Scaling Without Size
Platforms1 drive the advantage of federating social technologies.
In From ETO to CTO, we argued that the construction industry must move away from bespoke project delivery and toward a Configure-to-Order marketplace. In What Modularity Really Means, we argued that this shift depends on shared interfaces. In Mated Physical & Social Technologies, we argued that those interfaces must be supported by social technologies such as contracts, standards, and approval pathways. This essay asks what kind of industry structure becomes possible once those conditions are in place.
In conventional economic thinking, growth is often measured by scale (more capital, more labor, more control). But in complex systems, size is a poor proxy for capacity. What matters more is the ability to coordinate complexity.

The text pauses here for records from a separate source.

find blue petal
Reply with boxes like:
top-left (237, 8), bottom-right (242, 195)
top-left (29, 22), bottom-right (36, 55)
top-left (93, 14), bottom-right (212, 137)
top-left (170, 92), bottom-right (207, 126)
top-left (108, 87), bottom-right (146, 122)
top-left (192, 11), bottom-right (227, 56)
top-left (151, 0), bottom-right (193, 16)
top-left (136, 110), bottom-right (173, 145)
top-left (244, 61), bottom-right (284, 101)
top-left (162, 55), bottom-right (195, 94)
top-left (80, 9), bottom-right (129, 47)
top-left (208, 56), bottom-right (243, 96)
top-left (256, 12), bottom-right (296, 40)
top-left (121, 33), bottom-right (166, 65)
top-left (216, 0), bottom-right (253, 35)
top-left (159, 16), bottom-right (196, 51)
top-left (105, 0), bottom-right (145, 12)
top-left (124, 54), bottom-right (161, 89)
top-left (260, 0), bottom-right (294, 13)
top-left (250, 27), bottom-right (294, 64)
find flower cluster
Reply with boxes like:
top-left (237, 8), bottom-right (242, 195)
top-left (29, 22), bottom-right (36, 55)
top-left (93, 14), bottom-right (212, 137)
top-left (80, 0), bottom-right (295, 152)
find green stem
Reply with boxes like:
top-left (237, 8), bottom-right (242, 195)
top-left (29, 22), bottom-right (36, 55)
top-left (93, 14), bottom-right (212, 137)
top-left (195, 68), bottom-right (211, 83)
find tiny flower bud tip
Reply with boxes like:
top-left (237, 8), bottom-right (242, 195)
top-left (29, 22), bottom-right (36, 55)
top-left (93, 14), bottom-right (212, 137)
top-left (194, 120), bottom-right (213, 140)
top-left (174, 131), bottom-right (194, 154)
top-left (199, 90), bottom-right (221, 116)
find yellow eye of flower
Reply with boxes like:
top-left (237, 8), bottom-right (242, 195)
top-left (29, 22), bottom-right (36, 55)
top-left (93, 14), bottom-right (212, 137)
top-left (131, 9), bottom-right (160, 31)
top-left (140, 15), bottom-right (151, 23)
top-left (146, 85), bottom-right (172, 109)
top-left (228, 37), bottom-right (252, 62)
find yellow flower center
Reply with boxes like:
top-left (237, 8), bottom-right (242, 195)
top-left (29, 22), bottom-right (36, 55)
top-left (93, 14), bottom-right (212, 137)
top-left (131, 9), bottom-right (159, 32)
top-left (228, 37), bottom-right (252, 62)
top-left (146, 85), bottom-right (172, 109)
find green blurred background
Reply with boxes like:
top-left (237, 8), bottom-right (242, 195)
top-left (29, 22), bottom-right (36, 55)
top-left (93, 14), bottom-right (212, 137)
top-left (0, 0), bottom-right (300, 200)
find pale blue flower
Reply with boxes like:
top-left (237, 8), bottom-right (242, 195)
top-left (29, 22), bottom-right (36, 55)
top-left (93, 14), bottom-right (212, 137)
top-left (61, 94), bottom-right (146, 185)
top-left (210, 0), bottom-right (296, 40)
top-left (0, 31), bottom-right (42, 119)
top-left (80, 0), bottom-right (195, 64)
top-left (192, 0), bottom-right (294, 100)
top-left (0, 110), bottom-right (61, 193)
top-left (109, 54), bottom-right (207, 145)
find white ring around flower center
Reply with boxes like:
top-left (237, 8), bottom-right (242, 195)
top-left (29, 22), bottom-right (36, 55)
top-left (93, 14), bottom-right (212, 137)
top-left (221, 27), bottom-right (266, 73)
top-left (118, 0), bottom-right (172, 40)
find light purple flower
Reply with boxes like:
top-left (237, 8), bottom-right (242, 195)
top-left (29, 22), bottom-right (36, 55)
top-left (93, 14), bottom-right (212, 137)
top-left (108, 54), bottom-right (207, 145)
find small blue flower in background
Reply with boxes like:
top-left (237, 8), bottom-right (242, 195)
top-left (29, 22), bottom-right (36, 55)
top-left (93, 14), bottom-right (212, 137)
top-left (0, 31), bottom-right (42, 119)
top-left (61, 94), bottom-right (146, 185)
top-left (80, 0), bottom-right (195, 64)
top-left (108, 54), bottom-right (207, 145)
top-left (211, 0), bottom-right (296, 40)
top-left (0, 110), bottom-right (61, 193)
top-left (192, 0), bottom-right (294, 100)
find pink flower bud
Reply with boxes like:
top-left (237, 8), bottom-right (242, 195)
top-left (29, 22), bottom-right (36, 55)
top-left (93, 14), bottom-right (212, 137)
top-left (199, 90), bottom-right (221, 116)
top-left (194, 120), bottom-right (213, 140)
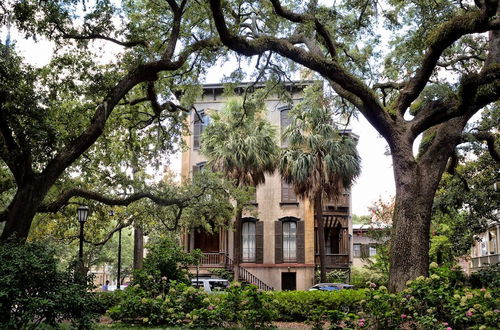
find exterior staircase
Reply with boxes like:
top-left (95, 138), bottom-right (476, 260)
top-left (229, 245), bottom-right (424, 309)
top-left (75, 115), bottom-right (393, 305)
top-left (201, 253), bottom-right (274, 291)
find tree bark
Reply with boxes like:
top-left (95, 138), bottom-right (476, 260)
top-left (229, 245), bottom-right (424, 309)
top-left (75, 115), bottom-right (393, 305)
top-left (134, 226), bottom-right (144, 269)
top-left (389, 163), bottom-right (434, 292)
top-left (389, 120), bottom-right (468, 292)
top-left (314, 193), bottom-right (326, 283)
top-left (233, 205), bottom-right (243, 281)
top-left (0, 180), bottom-right (48, 242)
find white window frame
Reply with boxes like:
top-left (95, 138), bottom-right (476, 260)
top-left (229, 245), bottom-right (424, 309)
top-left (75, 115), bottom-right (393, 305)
top-left (241, 221), bottom-right (256, 262)
top-left (282, 220), bottom-right (297, 262)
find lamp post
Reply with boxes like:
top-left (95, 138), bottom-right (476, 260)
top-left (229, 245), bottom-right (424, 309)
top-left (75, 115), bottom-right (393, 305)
top-left (76, 206), bottom-right (89, 274)
top-left (109, 210), bottom-right (122, 290)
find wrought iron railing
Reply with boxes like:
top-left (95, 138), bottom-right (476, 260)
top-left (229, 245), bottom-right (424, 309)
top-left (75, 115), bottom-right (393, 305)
top-left (220, 254), bottom-right (274, 291)
top-left (240, 266), bottom-right (274, 291)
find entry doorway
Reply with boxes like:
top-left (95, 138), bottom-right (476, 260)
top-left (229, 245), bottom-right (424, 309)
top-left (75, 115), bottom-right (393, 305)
top-left (194, 231), bottom-right (219, 253)
top-left (281, 272), bottom-right (297, 291)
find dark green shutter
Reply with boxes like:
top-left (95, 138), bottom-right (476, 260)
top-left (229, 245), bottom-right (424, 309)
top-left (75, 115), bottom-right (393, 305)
top-left (296, 221), bottom-right (306, 263)
top-left (255, 221), bottom-right (264, 264)
top-left (274, 221), bottom-right (283, 264)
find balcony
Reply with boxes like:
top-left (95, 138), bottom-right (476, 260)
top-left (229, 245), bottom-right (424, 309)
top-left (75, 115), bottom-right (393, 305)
top-left (315, 254), bottom-right (349, 269)
top-left (471, 254), bottom-right (500, 271)
top-left (200, 252), bottom-right (233, 268)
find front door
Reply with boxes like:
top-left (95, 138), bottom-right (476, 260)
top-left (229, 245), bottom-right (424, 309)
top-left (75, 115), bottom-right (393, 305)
top-left (281, 272), bottom-right (297, 291)
top-left (194, 232), bottom-right (219, 252)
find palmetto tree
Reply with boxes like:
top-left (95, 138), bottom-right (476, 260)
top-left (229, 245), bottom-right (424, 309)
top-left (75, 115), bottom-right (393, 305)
top-left (279, 85), bottom-right (361, 282)
top-left (201, 97), bottom-right (279, 280)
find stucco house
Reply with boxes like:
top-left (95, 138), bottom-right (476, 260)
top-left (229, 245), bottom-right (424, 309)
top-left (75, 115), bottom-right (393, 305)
top-left (181, 81), bottom-right (357, 290)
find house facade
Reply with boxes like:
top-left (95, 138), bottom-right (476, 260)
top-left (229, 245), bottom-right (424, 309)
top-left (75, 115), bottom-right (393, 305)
top-left (181, 81), bottom-right (352, 290)
top-left (467, 221), bottom-right (500, 273)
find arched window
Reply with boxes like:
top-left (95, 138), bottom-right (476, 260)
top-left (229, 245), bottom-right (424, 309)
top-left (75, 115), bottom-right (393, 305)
top-left (241, 219), bottom-right (256, 262)
top-left (325, 223), bottom-right (342, 254)
top-left (279, 107), bottom-right (290, 148)
top-left (193, 110), bottom-right (209, 149)
top-left (283, 220), bottom-right (297, 262)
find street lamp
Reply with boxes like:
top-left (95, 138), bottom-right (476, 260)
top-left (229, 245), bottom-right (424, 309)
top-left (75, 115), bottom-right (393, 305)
top-left (76, 206), bottom-right (89, 273)
top-left (109, 210), bottom-right (122, 290)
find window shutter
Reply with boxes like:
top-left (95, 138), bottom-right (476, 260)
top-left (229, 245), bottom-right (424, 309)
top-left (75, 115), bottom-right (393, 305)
top-left (361, 244), bottom-right (370, 258)
top-left (255, 221), bottom-right (264, 264)
top-left (274, 221), bottom-right (283, 264)
top-left (297, 221), bottom-right (306, 263)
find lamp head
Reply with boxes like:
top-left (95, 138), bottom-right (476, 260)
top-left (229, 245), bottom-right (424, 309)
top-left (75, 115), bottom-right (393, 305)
top-left (76, 206), bottom-right (89, 223)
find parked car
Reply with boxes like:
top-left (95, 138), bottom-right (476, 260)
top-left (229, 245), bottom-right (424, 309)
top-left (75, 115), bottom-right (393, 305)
top-left (307, 283), bottom-right (354, 291)
top-left (191, 278), bottom-right (229, 293)
top-left (104, 283), bottom-right (129, 291)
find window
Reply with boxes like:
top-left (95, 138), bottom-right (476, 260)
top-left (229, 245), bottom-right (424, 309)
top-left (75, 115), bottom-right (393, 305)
top-left (241, 221), bottom-right (255, 262)
top-left (353, 244), bottom-right (361, 258)
top-left (325, 225), bottom-right (342, 254)
top-left (280, 107), bottom-right (290, 148)
top-left (192, 162), bottom-right (206, 176)
top-left (283, 221), bottom-right (297, 262)
top-left (481, 238), bottom-right (488, 256)
top-left (281, 179), bottom-right (297, 203)
top-left (193, 111), bottom-right (209, 149)
top-left (488, 228), bottom-right (497, 254)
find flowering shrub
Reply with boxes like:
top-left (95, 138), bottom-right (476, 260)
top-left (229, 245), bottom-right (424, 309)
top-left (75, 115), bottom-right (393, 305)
top-left (360, 269), bottom-right (500, 330)
top-left (0, 239), bottom-right (98, 329)
top-left (108, 282), bottom-right (276, 328)
top-left (269, 290), bottom-right (366, 322)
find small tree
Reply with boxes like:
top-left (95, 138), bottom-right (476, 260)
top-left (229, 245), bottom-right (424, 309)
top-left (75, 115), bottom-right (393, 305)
top-left (0, 240), bottom-right (97, 329)
top-left (279, 85), bottom-right (361, 282)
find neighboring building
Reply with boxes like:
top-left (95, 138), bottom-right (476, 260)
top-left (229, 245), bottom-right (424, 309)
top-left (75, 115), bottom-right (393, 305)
top-left (352, 224), bottom-right (389, 267)
top-left (182, 81), bottom-right (352, 290)
top-left (467, 221), bottom-right (500, 273)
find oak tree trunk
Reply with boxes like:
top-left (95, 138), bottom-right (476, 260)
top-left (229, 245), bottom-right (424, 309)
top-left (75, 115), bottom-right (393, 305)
top-left (0, 180), bottom-right (47, 242)
top-left (389, 121), bottom-right (468, 292)
top-left (314, 193), bottom-right (326, 283)
top-left (134, 226), bottom-right (144, 269)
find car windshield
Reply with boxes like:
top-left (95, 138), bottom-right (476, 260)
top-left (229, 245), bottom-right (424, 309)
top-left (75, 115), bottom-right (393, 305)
top-left (209, 281), bottom-right (229, 291)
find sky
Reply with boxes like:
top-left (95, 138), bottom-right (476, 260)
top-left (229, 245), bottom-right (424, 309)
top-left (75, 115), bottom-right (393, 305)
top-left (5, 27), bottom-right (395, 215)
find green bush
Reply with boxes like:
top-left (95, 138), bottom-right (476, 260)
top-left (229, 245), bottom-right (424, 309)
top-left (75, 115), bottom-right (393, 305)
top-left (0, 240), bottom-right (97, 329)
top-left (360, 267), bottom-right (500, 329)
top-left (269, 290), bottom-right (365, 322)
top-left (95, 290), bottom-right (124, 315)
top-left (132, 237), bottom-right (200, 297)
top-left (108, 282), bottom-right (275, 328)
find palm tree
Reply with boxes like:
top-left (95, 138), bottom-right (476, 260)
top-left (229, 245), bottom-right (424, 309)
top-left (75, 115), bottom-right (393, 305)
top-left (279, 85), bottom-right (361, 282)
top-left (201, 97), bottom-right (279, 280)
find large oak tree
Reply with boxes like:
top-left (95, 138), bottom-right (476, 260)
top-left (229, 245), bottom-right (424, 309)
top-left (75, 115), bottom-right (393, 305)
top-left (205, 0), bottom-right (500, 291)
top-left (0, 0), bottom-right (223, 240)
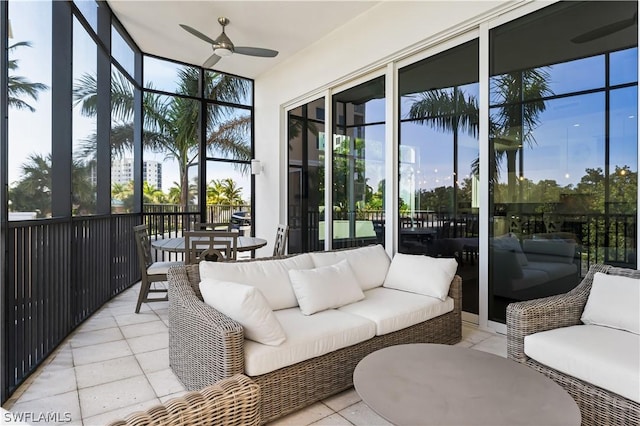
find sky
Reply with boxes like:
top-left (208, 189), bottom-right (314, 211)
top-left (9, 1), bottom-right (251, 201)
top-left (9, 1), bottom-right (638, 205)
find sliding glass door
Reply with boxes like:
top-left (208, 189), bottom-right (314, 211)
top-left (397, 40), bottom-right (479, 314)
top-left (488, 2), bottom-right (638, 321)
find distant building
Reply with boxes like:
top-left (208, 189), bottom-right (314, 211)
top-left (111, 158), bottom-right (162, 190)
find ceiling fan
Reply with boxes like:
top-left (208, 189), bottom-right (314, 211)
top-left (180, 17), bottom-right (278, 68)
top-left (571, 12), bottom-right (638, 43)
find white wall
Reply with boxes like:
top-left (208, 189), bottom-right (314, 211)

Herbert Simon showed that complex systems function more effectively when they are structured hierarchically 2 and exhibit near-decomposability.3 In such systems, subsystems are internally cohesive but only loosely coupled to one another. That makes the whole easier to evolve, repair, and scale. Hierarchy, in this sense, is not merely top-down control. It is nature’s answer to bounded rationality.4 No actor can understand or manage an entire complex system at once.5 (Sorry, architects.)
Modularity is what makes this arrangement work in practice. By separating systems into parts with defined interfaces, organizations create the conditions for specialization, iteration, and parallel development. Just as importantly, they allow smaller actors to contribute meaningfully to larger systems without taking responsibility for the whole.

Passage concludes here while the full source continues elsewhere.